Eser Karakaş
Türkiye devleti artık laik bir devlet hiç değil
Çok vahim bir devlet durumu ile karşı karşıyayız.
Başlıkta “artık hiç değil” ifadesini kullandım, Cumhuriyetin, devletin laiklik ilkesinin uygulamalarda çiğnendiğini zaten fazlasıyla görüyorduk.
Diyanet İşleri Başkanlığı gibi bir kurumun anayasal bir kurum olmasının başlı başına laiklik ilkesine aykırı olduğuna bu yazıda girmiyorum bile.
Ancak, Anayasanın 2. Maddesinde Cumhuriyetin dört temel niteliğinden biri olarak yer alan laiklik ilkesinin sadece uygulamalarda değil, resmî belgelerde de çiğnendiğini görüyoruz artık.
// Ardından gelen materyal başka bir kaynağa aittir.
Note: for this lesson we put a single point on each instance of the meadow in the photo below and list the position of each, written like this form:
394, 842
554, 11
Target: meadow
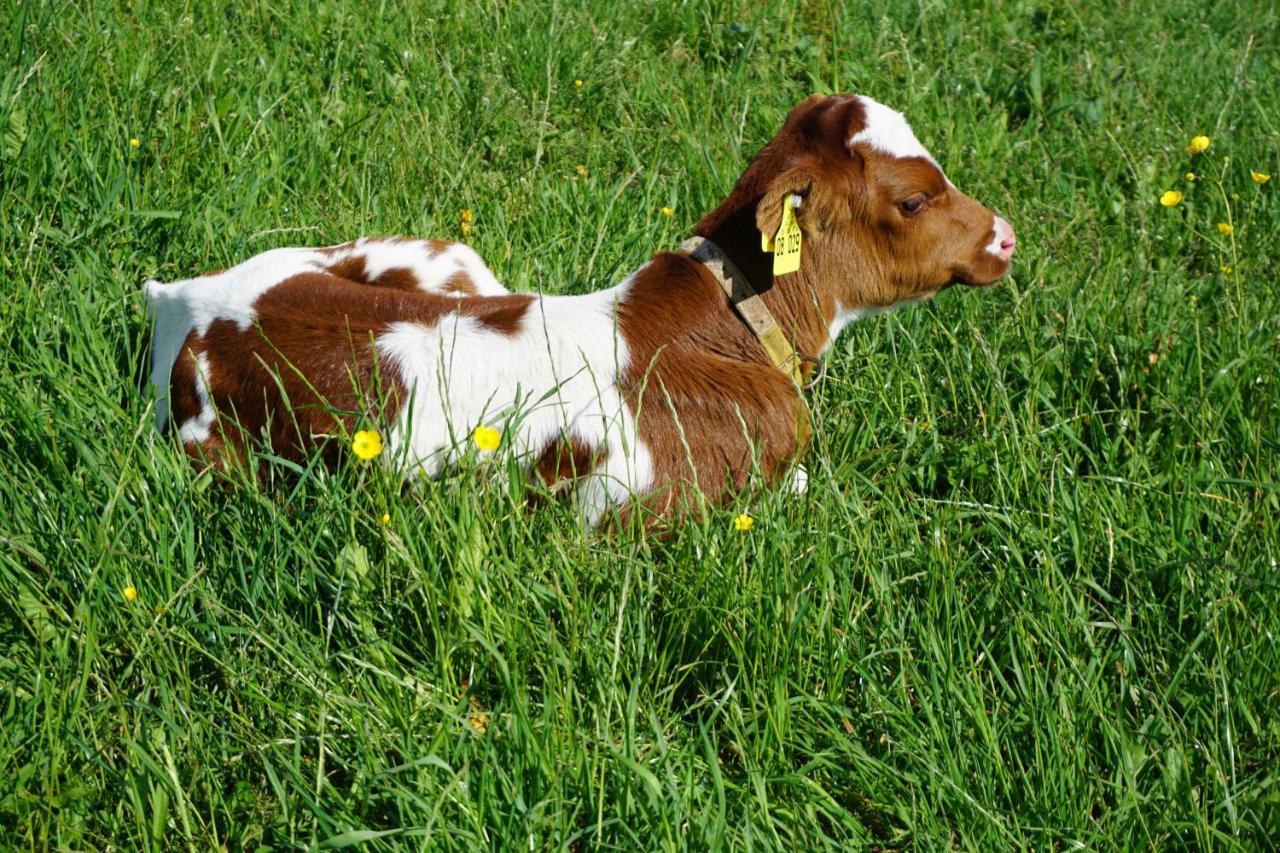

Geçen hafta basına yansıyan önemli bir konu ilahiyatçı İhsan Eliaçık’ın yayınladığı bir Kuran mealinin Diyanet’in talimatı doğrultusunda bir mahkeme tarafından toplatılma kararına dönüşmesi idi; kimse yadırgamasın, Diyanet “ilgili mercie” yani yargıya resmen talimat verebiliyor, aşağıda ilgili bölümlerini kopyala/yapıştır yöntemi ile aktardığım KHK ile.
Karar Sayısı: KHK/703
Anayasada yapılan değişikliklere uyum sağlanması amacıyla bazı kanun ve kanun hükmünde kararnamelerde değişiklik yapılması; 10/5/2018 tarihli ve 7142 sayılı Kanunun verdiği yetkiye dayanılarak, Bakanlar Kurulu’nca 2/7/2018 tarihinde kararlaştırılmıştır.
……………
MADDE 141- 22/6/1965 tarihli ve 633 sayılı Diyanet İşleri Başkanlığı Kuruluş ve Görevleri Hakkında Kanunun;
……………
ı) Kur’an-ı Kerim meallerini Başkanlık ile diğer kamu kuramları, özel kişi ve kuruluşların talebi üzerine veya re’sen incelemek ya da incelettirmek.”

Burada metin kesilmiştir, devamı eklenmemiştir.